ステロイド軟膏および保湿剤の外用は,アトピー性皮膚炎(AD)治療の中核である。しかし,多忙な日常業務中,医師自らが患者一人一人に外用指導を行うことは困難であろう。そこで我々は,外用法の説明用動画を自主制作し,患者に見てもらうことで,指導内容に対する理解度の向上や,指導にかかる負担の省力化を期待した。AD 患児(0∼12 歳,平均年齢 8.0±3.7 歳,男女比 3:4)とその保護者各 21 名(母親 19 名,祖母 2 名)に対し,ステロイド軟膏と保湿剤の外用指導を,動画群(n=11)と紙媒体群(n=10)に分けて行った。動画の視聴には,外来では iPad
® を,家庭では YouTube
® を用いた。指導日と 2 週間後に担当医と保護者がそれぞれ AD の重症度を評価した。指導内容に対する理解度と,自宅での外用法の遵守状況を visual analogue scale(VAS)で評価した。その結果,両群における 2 週間後の担当医と保護者による重症度評価は有意に改善し,群間に有意差はなかった。ステロイド軟膏を塗る動作の理解度は,動画群が有意に高かった(ρ=0.046)。ステロイド軟膏を塗る部位と回数,保湿剤を塗る動作,指導全般に対する理解度は,有意差はないものの動画群が高い傾向にあった。
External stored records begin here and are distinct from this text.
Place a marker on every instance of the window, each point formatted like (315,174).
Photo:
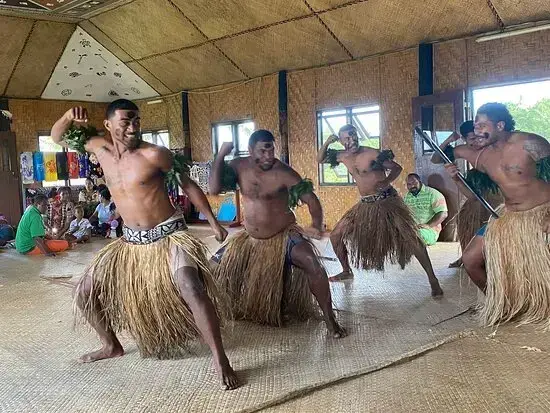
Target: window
(46,144)
(367,121)
(237,132)
(529,104)
(161,138)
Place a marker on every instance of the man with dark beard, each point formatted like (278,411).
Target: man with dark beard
(512,265)
(155,281)
(270,269)
(380,226)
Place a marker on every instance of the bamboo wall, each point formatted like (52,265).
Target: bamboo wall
(33,116)
(389,81)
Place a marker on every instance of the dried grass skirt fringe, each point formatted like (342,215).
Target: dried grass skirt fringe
(517,258)
(136,291)
(472,216)
(379,231)
(262,286)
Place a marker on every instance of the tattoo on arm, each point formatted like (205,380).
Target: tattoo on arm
(538,148)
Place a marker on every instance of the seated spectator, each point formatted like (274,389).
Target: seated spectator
(60,214)
(80,230)
(30,237)
(105,214)
(7,232)
(428,207)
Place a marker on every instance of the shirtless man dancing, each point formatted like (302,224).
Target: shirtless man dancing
(255,265)
(512,263)
(176,294)
(380,226)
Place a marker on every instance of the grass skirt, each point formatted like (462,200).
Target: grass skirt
(517,258)
(262,286)
(379,231)
(472,216)
(136,290)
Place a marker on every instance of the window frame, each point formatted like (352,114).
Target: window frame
(234,133)
(55,184)
(349,120)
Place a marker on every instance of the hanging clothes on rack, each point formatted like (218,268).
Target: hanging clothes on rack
(27,168)
(72,160)
(83,166)
(50,166)
(38,166)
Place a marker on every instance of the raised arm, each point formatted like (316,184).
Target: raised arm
(322,154)
(452,138)
(82,140)
(215,186)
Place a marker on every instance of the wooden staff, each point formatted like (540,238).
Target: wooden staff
(446,159)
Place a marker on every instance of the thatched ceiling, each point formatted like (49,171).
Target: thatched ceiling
(175,45)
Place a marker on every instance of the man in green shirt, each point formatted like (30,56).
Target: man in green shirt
(29,238)
(428,206)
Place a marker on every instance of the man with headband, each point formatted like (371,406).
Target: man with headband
(270,269)
(512,264)
(379,227)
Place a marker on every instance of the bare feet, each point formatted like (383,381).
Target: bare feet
(227,375)
(336,329)
(344,275)
(106,352)
(436,290)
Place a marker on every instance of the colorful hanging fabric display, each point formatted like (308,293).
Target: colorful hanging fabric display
(27,168)
(62,165)
(83,166)
(38,164)
(72,158)
(50,166)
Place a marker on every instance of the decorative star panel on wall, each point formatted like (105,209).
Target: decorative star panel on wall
(89,72)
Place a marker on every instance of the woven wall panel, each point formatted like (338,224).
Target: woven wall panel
(256,100)
(39,58)
(520,11)
(399,75)
(151,80)
(193,68)
(223,17)
(293,45)
(444,118)
(33,116)
(13,32)
(302,90)
(465,63)
(512,59)
(450,66)
(377,26)
(106,41)
(146,27)
(319,5)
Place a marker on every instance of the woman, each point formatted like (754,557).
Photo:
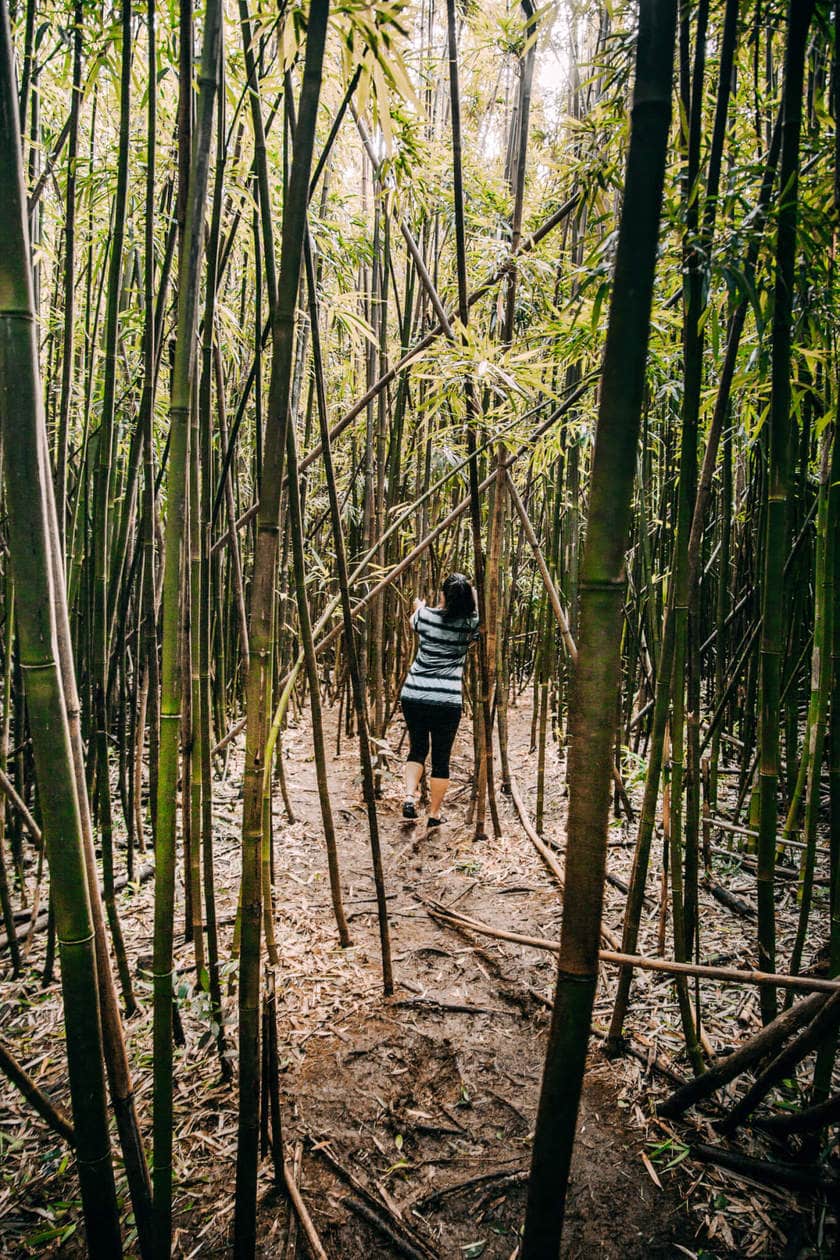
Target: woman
(431,696)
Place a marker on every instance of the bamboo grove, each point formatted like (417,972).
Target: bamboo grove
(302,308)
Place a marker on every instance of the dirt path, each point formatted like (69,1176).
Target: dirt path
(430,1099)
(426,1100)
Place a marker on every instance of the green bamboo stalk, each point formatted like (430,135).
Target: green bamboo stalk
(179,411)
(261,631)
(602,586)
(22,422)
(799,18)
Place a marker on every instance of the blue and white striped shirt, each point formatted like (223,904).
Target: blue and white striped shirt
(435,677)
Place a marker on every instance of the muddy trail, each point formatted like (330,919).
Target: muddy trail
(408,1119)
(428,1099)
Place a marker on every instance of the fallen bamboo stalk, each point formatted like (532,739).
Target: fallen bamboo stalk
(613,958)
(374,1217)
(39,924)
(304,1219)
(8,789)
(554,600)
(548,857)
(824,1022)
(809,1120)
(377,1203)
(48,1110)
(752,1051)
(767,1171)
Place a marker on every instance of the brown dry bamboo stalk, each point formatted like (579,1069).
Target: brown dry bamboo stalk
(608,938)
(48,1110)
(6,786)
(304,1219)
(613,958)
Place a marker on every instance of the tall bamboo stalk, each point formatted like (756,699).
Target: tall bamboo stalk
(261,630)
(602,585)
(799,18)
(22,422)
(171,682)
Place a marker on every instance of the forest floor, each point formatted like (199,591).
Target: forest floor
(426,1100)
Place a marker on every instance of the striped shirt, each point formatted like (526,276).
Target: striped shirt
(435,677)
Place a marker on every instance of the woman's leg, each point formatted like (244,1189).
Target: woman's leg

自宅での外用は全例が遵守できたが,YouTube
® を視聴した被験者はいなかった。その理由として,外来での視聴のみで外用法が十分に理解できたとの回答が多かった。iPad
® と動画を用いた外用指導は,AD 症状の改善の妨げとはならず,外用法についての理解度を高める可能性が示唆された。